Consider the following linear system
$$\pmatrix{1&4&7\\2&5&8\\3&6&9} \pmatrix{x_1\\x_2\\x_3} = \pmatrix{0\\0\\0}$$
A solution is $x_1 = 1$, $x_ 2=-2$ and $x_3=1$. However, matrix $A$ is singular, which should make this equation unsolvable, but clearly
$$x= \pmatrix{1\\-2\\3}$$
is a solution. How is it possible for there to exist solution when the inverse of matrix $A$ cannot even exist?
On
If it singular, why do you think that it has no solution ? It will have infinitely many solutions. All element of $$\{(x,-2x,x)\mid x\in\mathbb R\}=\text{Span}\{(1,-2,1)\},$$ is a solution. By the way, the vector $(1,-2,3)^T$ is not a solution.
On
Recall, or correct the idea you have, maybe:
The system of equations will have non-trivial solutions (that is not all $x_1,x_2,x_3$ are zeros) if the coefficient matrix is singular.
In this case, the coefficient matrix is singular, and therefore it has a non-trivial solution, that is $x_1=1, x_2=-2, x_3=3$.
Quite on the contrary, the fact that $A$ is singular implies that such a solution exists.
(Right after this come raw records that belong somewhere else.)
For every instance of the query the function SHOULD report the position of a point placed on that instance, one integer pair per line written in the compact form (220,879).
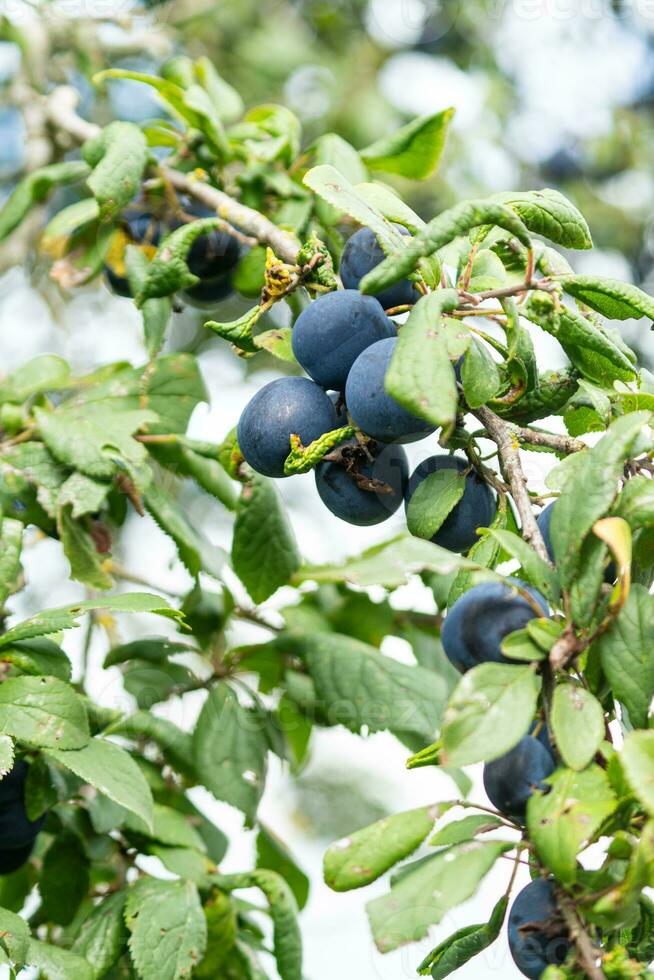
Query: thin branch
(589,956)
(509,453)
(61,111)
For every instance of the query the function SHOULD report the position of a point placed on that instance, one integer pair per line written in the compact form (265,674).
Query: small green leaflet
(363,856)
(566,818)
(167,926)
(488,713)
(637,759)
(389,564)
(35,187)
(337,190)
(627,654)
(577,725)
(230,751)
(43,712)
(462,945)
(433,499)
(421,897)
(548,213)
(614,299)
(442,230)
(118,155)
(113,772)
(420,376)
(414,150)
(264,550)
(65,617)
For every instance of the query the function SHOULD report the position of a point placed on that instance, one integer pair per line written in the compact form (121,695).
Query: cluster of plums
(212,257)
(344,341)
(17,831)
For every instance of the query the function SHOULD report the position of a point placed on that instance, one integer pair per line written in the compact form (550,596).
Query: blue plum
(362,491)
(480,619)
(538,937)
(331,332)
(544,521)
(510,780)
(16,829)
(373,410)
(362,253)
(280,409)
(476,508)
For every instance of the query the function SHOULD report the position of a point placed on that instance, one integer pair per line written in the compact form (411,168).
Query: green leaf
(636,502)
(548,213)
(598,471)
(362,857)
(637,758)
(465,829)
(337,190)
(46,372)
(433,500)
(459,948)
(420,376)
(414,150)
(56,963)
(479,374)
(358,686)
(11,543)
(168,271)
(230,751)
(42,712)
(577,725)
(34,188)
(14,936)
(614,299)
(113,772)
(81,552)
(627,655)
(273,855)
(168,930)
(65,617)
(65,878)
(195,551)
(442,230)
(118,155)
(102,937)
(490,710)
(287,938)
(155,312)
(390,564)
(264,551)
(566,818)
(95,440)
(534,569)
(423,896)
(38,656)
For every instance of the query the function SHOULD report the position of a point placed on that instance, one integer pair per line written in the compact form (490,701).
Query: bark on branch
(61,110)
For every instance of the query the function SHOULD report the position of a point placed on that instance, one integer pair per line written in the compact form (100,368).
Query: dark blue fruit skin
(480,619)
(544,520)
(341,495)
(476,508)
(16,831)
(510,780)
(331,332)
(279,409)
(537,935)
(375,412)
(362,253)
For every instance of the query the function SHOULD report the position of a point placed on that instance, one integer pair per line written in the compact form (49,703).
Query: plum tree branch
(509,453)
(61,111)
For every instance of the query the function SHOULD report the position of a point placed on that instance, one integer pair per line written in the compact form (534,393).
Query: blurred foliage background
(556,93)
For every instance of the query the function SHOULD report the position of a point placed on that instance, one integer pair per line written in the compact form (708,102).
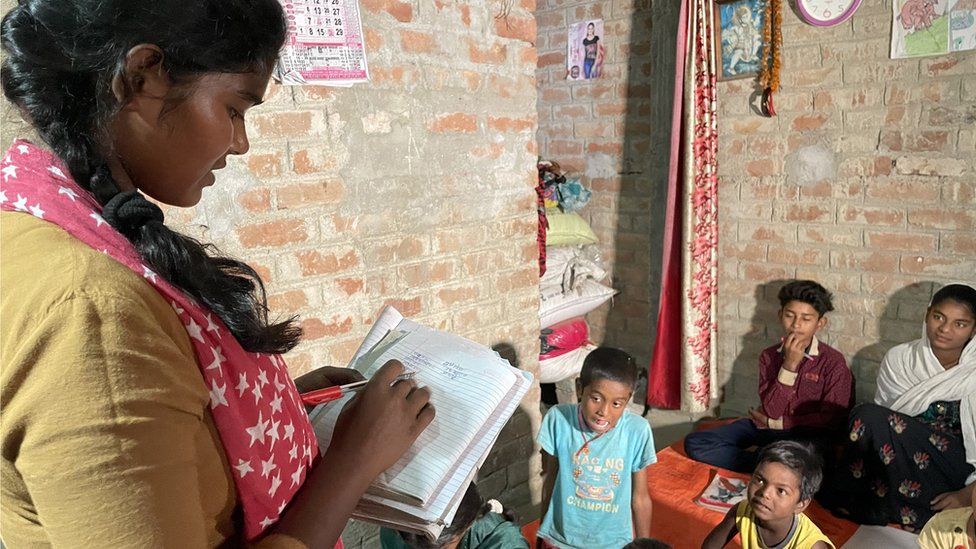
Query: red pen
(321,396)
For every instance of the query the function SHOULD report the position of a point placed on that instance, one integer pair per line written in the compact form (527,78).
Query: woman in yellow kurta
(144,401)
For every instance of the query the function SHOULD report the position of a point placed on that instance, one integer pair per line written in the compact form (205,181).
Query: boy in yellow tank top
(771,517)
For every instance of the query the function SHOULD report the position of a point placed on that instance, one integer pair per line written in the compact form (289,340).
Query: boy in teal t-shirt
(594,459)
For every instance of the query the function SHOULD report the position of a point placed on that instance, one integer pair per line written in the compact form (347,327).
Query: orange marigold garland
(772,44)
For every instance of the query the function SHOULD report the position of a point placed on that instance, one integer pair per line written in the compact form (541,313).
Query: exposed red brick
(273,233)
(256,200)
(329,191)
(514,125)
(454,122)
(401,11)
(289,302)
(314,262)
(313,328)
(408,307)
(417,41)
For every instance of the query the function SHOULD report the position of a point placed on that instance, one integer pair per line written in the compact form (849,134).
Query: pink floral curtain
(682,372)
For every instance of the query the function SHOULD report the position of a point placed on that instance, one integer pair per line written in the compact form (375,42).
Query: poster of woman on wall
(585,55)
Let $M$ be another matrix, and let's suppose that $M$ is non-singular, i.e. $M$ admits an inverse, $M^{-1}$. Suppose now you want to solve the same equation with $M$. $$Mx=0\iff x=M^{-1}0\iff x=0$$
You'll find nothing but $\left(\begin{array}{c} 0\\0\\0\\\end{array}\right)$.
EDIT
I put here a solution of the system. $$\pmatrix{1&4&7\\2&5&8\\3&6&9} \pmatrix{x_1\\x_2\\x_3} = \pmatrix{0\\0\\0}$$ which means $$\pmatrix{x_1+4x_2+7x_3\\2x_1+5x_2+8x_3\\3x_1+6x_2+9x_3} = \pmatrix{0\\0\\0}$$ (I just perform the matrix product on the left). Substract the first line from the second line we get $x_1+x_2+x_3=0$. Substitute $x_3=x_1+x_2$ into the three equations we get $x_2=-2x_1$. Then we verify that all vectors of the form $(x_1,-2x_1,x_1)$ are solutions of this system.